La première tâche consiste à mettre en place la lutte contre le mémorandum de Tsipras, avec une grande unité d’action qui aille de la Plateforme de Gauche de Syriza jusqu’à la coalition anicapitaliste Antarsya, en passant même par le KKE, qui malgré sa politique sectaire « d’abstention » face au référendum a une influence non négligeable dans la classe ouvrière.

Pour cela il est essentiel aussi que la Plateforme de Gauche de Syriza rompe immédiatement avec le gouvernement et l’appelle à la mobilisation, en abandonnant sa politique parlementaire centriste et son « soutien critique » au gouvernement de Tsipras.

Les travailleurs et le peuple grec, ses organisations syndicales, étudiantes et de quartier ; les millions de personnes qui ont envahi les rues ces dernières années contre l’austérité, ainsi que des organisations politiques qui soient prêtes à s’affronter de manière intransigeante au gouvernement et à proposer un plan alternatif, doivent se mettre sur pied de guerre pour combattre le nouveau mémorandum et de son gouvernement et ouvrir la voie à une issue à la crise au service des travailleurs grecs.
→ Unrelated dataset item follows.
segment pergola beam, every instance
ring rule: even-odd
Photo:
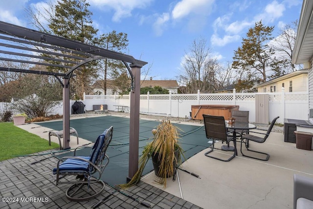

Une issue qui commence par la rupture anticapitaliste avec l’euro et le pouvoir des travailleurs dans la perspective de la révolution socialiste.

Impulser des mobilisations de solidarité, essentiellement dans toute l’Europe

L’imposition de telles mesures brutales à la Grèce a des raisons non seulement économiques, mais, surtout, politiques. Ils cherchent non seulement à encaisser mes « dettes » dont les travailleurs et le peuple grec n’ont jamais vu un centime. Ils essaient aussi de semer la terreur dans toute l’Union Européenne, approfondissant le génocide social dont la Grèce est la victime. « Si vous n’obéissez pas et si vous n’acceptez pas une austérité de plus en plus grande, nous allons faire avec vous ce que nous avons fait avec la Grèce! » C’est le message de la Troïka pour tous les peuples de l’Europe !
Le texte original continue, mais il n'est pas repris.